Caminhar, uma filosofia

Autor

FRÉDÉRIC GROS (tradução: Inês Fraga)

Editora (Edição)

Antígona (Janeiro de 2024)

Cotação

17/20

Recensão

Nascido em 1965, Frédéric Gros é professor de Filosofia na Universidade de Paris-XII e no Instituto de Estudos Políticos (Sciences-Po) de Paris, sendo também conhecido por ser editor das últimas palestras que Foucault proferiu no Collège de France. Trabalhou extensivamente sobre a História da Psiquiatria (Création et folie, PUF, 1998), a filosofia da punição (Et ce sera justice, Odile Jacob, 2001), o pensamento ocidental sobre a guerra (États de violence. Essai sur la fin de la guerre, Gallimard, 2006) e a noção de segurança (Le principe sécurité, Gallimard, 2012).

Caminhar, uma filosofia é um seu original de 2009, tendo sido recentemente traduzido para português e publicado pela Antígona. Frédéric Gros começa logo com uma provocação ao afirmar que “Caminhar não é um desporto (…) não há resultados, não há números”, por mais que se queira associar o acto de caminhar ao consumo, caminhar é, tão-somente, “pôr um pé diante do outro”, “uma brincadeira de crianças”, “um só desempenho conta: a intensidade do céu, a magnificência das paisagens” (pp. 7-8).

Portanto, o leitor fica, de imediato, esclarecido quanto ao que o livro não é. Não é um manual de caminhada, não é um livro de auto-ajuda sobre os benefícios da caminhada, não é um roteiro com os melhores locais para empreender caminhadas, ainda que seja instrutivo em relação à origem do sucesso dos Caminhos de Santiago, num dos cerca de 30 capítulos, “Peregrinação”.
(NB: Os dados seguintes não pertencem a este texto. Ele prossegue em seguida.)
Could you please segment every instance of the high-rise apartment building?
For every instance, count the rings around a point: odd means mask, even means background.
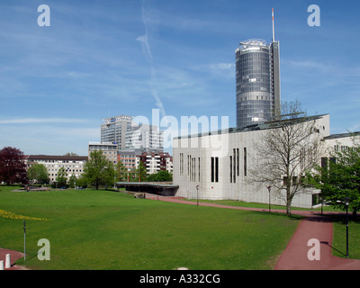
[[[274,119],[280,110],[279,41],[240,42],[236,55],[237,126],[238,128]]]
[[[163,152],[164,131],[158,126],[139,124],[132,125],[132,130],[126,132],[125,149],[143,152]]]
[[[126,115],[103,119],[101,142],[111,142],[119,149],[124,149],[126,132],[131,130],[132,119],[132,116]]]

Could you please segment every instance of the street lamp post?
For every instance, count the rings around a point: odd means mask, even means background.
[[[197,205],[199,206],[199,185],[196,185],[196,199],[197,199],[197,201],[196,201],[196,202],[197,202]]]
[[[267,186],[267,191],[269,192],[269,212],[271,212],[271,203],[270,203],[270,192],[271,192],[271,186]]]
[[[345,201],[345,205],[346,206],[346,258],[348,258],[348,197]]]

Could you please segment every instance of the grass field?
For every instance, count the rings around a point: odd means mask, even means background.
[[[32,269],[272,269],[299,224],[284,215],[135,199],[109,191],[0,187],[0,247]],[[18,217],[14,217],[17,215]],[[50,242],[50,260],[36,256]],[[22,260],[19,264],[22,264]]]

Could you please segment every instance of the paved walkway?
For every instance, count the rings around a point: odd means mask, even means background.
[[[147,199],[173,202],[184,204],[196,205],[196,202],[186,201],[178,197],[158,196],[147,194]],[[250,210],[268,212],[267,209],[236,207],[213,203],[199,202],[201,206],[211,206],[228,209]],[[284,213],[284,210],[271,210],[274,212]],[[340,258],[332,255],[332,223],[328,218],[318,214],[315,211],[292,211],[292,214],[305,216],[280,256],[274,267],[275,270],[360,270],[360,260]],[[331,212],[324,212],[330,214]],[[318,239],[320,243],[320,260],[308,258],[311,256],[314,244],[310,239]]]

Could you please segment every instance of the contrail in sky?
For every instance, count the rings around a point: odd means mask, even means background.
[[[156,84],[157,84],[157,80],[158,80],[157,70],[155,69],[155,67],[154,67],[154,59],[152,57],[150,45],[148,43],[148,36],[149,36],[148,20],[149,20],[149,18],[148,18],[148,14],[147,14],[147,11],[146,11],[147,3],[148,3],[148,1],[143,0],[142,4],[141,4],[142,22],[144,22],[144,26],[145,26],[145,35],[138,37],[137,40],[139,40],[141,43],[142,50],[147,58],[148,61],[149,62],[149,64],[151,66],[151,81],[150,81],[151,94],[152,94],[153,97],[155,98],[157,106],[161,111],[162,116],[165,117],[166,116],[165,109],[164,109],[163,104],[161,102],[161,99],[158,96],[158,90],[156,88]]]

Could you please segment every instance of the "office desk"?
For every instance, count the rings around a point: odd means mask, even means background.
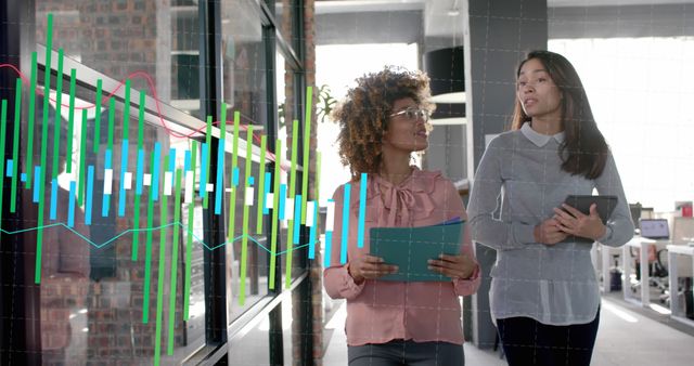
[[[692,272],[694,272],[694,247],[687,245],[668,245],[668,270],[670,280],[670,317],[680,323],[694,327],[694,321],[679,314],[678,301],[678,264],[677,256],[689,256],[692,259]],[[642,277],[643,278],[643,277]]]
[[[609,246],[600,245],[600,253],[602,258],[602,273],[603,273],[603,282],[602,282],[602,291],[603,293],[609,292],[609,270],[612,267],[612,256],[619,254],[622,256],[621,248],[615,248]],[[624,258],[622,258],[624,261]]]
[[[625,279],[622,282],[621,290],[626,301],[634,302],[639,304],[638,300],[634,300],[630,295],[631,291],[631,254],[629,250],[631,248],[640,249],[640,261],[641,261],[641,306],[648,308],[651,305],[651,292],[648,282],[651,280],[648,276],[648,245],[655,245],[656,250],[658,247],[665,248],[669,244],[672,244],[670,240],[654,240],[647,239],[641,236],[634,236],[631,240],[629,240],[622,247],[622,257],[621,257],[621,266]]]

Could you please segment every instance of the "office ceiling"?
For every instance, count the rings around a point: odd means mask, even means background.
[[[461,35],[465,1],[472,0],[317,0],[316,13],[397,12],[421,10],[426,37]],[[509,0],[518,1],[518,0]],[[694,4],[694,0],[548,0],[549,8]]]

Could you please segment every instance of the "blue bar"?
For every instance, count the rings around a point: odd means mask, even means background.
[[[176,179],[174,177],[176,175],[176,148],[174,147],[169,149],[169,171],[174,173],[171,174],[171,186],[176,186]]]
[[[104,160],[105,160],[104,161],[104,169],[111,169],[112,168],[112,166],[111,166],[111,162],[113,160],[113,155],[112,154],[113,153],[110,149],[106,151],[106,154],[104,156]]]
[[[299,231],[301,230],[301,195],[294,197],[294,238],[292,243],[299,244]]]
[[[275,193],[277,194],[277,193]],[[280,220],[284,220],[284,205],[286,200],[286,184],[280,184]]]
[[[144,149],[138,151],[138,183],[134,189],[136,195],[142,195],[142,175],[144,174]]]
[[[234,168],[232,185],[233,186],[239,185],[239,167]]]
[[[41,178],[41,167],[35,166],[34,167],[34,197],[31,199],[34,204],[39,202],[39,182],[41,181],[40,178]]]
[[[272,206],[272,202],[268,202],[268,194],[270,193],[270,180],[272,179],[272,175],[270,173],[265,173],[265,192],[262,193],[262,214],[269,214],[270,213],[270,206]]]
[[[364,247],[364,221],[367,219],[367,173],[361,173],[359,183],[359,226],[357,228],[357,247]]]
[[[219,139],[217,148],[217,183],[215,184],[215,214],[221,214],[221,194],[224,192],[224,139]]]
[[[345,184],[345,198],[343,200],[343,241],[339,248],[339,263],[347,262],[347,245],[349,238],[349,195],[351,193],[351,184]]]
[[[126,215],[126,171],[128,170],[128,140],[120,144],[120,194],[118,195],[118,215]]]
[[[158,142],[154,143],[154,169],[152,169],[152,186],[150,192],[152,193],[152,200],[159,200],[159,159],[162,155],[162,146]]]
[[[325,258],[323,258],[323,266],[330,266],[331,249],[333,249],[333,232],[325,232]]]
[[[200,196],[205,198],[207,196],[207,143],[203,143],[201,151],[203,152],[202,162],[200,166]]]
[[[313,225],[311,226],[311,233],[308,237],[308,259],[316,259],[316,227],[318,226],[318,202],[313,202]],[[327,257],[330,258],[330,257]]]
[[[75,226],[75,191],[77,182],[69,182],[69,206],[67,207],[67,227]]]
[[[191,151],[185,151],[185,161],[183,164],[183,171],[191,170]]]
[[[105,162],[104,162],[104,169],[112,169],[112,152],[110,149],[106,151],[106,156],[105,156]],[[113,182],[112,182],[112,189],[113,189]],[[107,195],[104,193],[103,196],[103,200],[102,200],[102,205],[101,205],[101,215],[103,218],[108,215],[108,209],[111,208],[111,195]]]
[[[57,217],[57,179],[53,178],[51,180],[51,213],[49,219],[55,220]]]
[[[92,195],[94,192],[94,166],[87,169],[87,202],[85,207],[85,225],[91,225]]]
É, sim, um convite à contemplação e à lentidão, numa espécie de transgressão aos ditames do quotidiano citadino. Por um lado, por se realizar “lá fora, ao ‘ar livre’”; por outro, somente “a aproximação lenta das paisagens” as torna familiares. “Quando caminhamos, a presença instala-se (…), o mundo persiste no corpo” (pp. 9-15).

Nesta presença, que quase implica uma ausência de nós, há espaço para reflectir, para escutar, para escrever, para ser, para a liberdade, para fugir, para viver e morrer, também. Ou, tão-só, para nos cansarmos – para sentir o cansaço que liberta, tanto mais que a caminhada é, provavelmente, a mais monótona das actividades humanas.

Em oposição à apologia da velocidade e da pressa contemporâneas, só a repetição monótona, numa cadência constante de uma longa caminhada, permite que experienciemos de forma vívida e intensa cada passo, cada instante, cada metro do caminho.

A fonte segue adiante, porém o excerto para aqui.